A week later she came to the table while I was hitting balls. Please, let me play a game? Go away, girl. I'm broke, she said, and I need to play. I have to, can't you understand? I've nothing else and time is ticking away. Every day feels more and more like I'm losing. I have to play. I have to do this. Her face scrunched like one might when processing severe physical pain, but she was only fighting back the urge to cry. I couldn't look at her. Sonny, is this it? I'm dead? No, Pete, shut up. Breathe buddy and hold on. Hold on. Just hold on.
"I taught that girl to play pool."
"That was over forty years ago. Nothing more recently, huh?"
"You didn't request chronological order. I win."
"You also ruined that girl. Made a big mess of things for her."
"That's not true. You weren't there, how would you know? At the time, you couldn't have been any more disinterested. Now you're the expert?"
"I've read up on it. It's all here, in the newspaper. Starts on page 22a, mid page. See for yourself."
I looked for the newspaper but my eyes were watering profusely, creating a heavy mist. It was like being underwater, every view distorted or out of reach. Yes, underwater and drowning, unable to get air. I remembered I couldn't breathe and felt my lungs and throat gasping. My tongue was trying to move to help my mouth form words but it was fastened into place by the tube running down my throat. I tried biting through the tube. I had to get free from it, but my jaw was also constrained. Tears ran down my face in a continuous stream. The people gathered above me moved around a little but it was impossible to distinguish one from the other. What do they want?
"Would you like me to read the article to you? There was a time you liked being read to. Very much, in fact. You'd make quite the fuss if you didn't get your bedtime story. Remember?"
I did remember but I didn't want to. I didn't want to give him the satisfaction of remembering and I didn't want to acknowledge the good existed because then I'd have to remember the bad. It would all come out then. Wash over me a like a torrent and I'd never get dry again.
"No. I don't want to hear it."
"Why don't I read you something else then? Here's a lovely obit, for instance. Very well done."
Why won't those people give me some air? Maybe if I can sit up. Then I can reach out a hand to one. They'll see I'm struggling. They'll see. Where's the doctor? I look for a white coat but see only a pale shifting blur.
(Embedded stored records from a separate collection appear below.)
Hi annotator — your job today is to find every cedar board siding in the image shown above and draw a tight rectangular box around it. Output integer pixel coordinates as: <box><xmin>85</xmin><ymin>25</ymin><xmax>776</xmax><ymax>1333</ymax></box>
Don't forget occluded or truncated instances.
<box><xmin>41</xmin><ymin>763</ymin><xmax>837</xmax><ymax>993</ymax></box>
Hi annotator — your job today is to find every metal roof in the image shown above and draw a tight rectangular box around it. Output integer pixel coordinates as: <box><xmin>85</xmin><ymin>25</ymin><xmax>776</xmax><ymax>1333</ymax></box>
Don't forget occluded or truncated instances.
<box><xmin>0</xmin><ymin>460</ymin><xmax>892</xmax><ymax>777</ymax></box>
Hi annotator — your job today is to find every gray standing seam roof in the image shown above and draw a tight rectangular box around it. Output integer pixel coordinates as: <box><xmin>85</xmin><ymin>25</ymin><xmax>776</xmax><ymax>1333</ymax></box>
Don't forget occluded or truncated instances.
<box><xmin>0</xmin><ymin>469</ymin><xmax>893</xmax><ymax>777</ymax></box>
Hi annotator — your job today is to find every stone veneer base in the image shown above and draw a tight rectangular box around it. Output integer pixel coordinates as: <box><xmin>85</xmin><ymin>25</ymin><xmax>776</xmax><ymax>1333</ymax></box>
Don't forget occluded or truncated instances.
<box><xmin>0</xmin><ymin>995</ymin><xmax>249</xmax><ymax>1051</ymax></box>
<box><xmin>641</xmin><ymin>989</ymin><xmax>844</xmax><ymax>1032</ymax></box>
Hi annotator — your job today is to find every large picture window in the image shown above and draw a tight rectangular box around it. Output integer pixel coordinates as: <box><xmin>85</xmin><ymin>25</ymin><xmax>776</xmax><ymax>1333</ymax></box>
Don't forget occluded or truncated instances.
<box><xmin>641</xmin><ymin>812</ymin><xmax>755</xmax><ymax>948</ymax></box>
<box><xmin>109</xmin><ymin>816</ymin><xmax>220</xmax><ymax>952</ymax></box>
"Evelina Margorie Santana, known in various billiard parlors across America and on the professional pocket pool circuit as "Ever-Thunder Evey," for her ability to strike a cue ball with an unprecedented amount of power for a member of the fairer sex, was pronounced dead on March 15 at Genesee County Hospital. The cause of death was a gunshot to the head."
Sonny! Something forced me down. The ground was wet and loose and yet it shook like a firm thing and the sky was so loud. Too loud. I pushed on Mandes, tried to get him back together. He leaked between my fingers and it was warm enough to feel good. I needed to move him, get him out of here. I owed Mandes at least that much. I needed … Damn it, boy, stay down! You hear me?
"She had two days earlier celebrated her 32nd birthday."
They won't ever give me air. That's what this all must mean.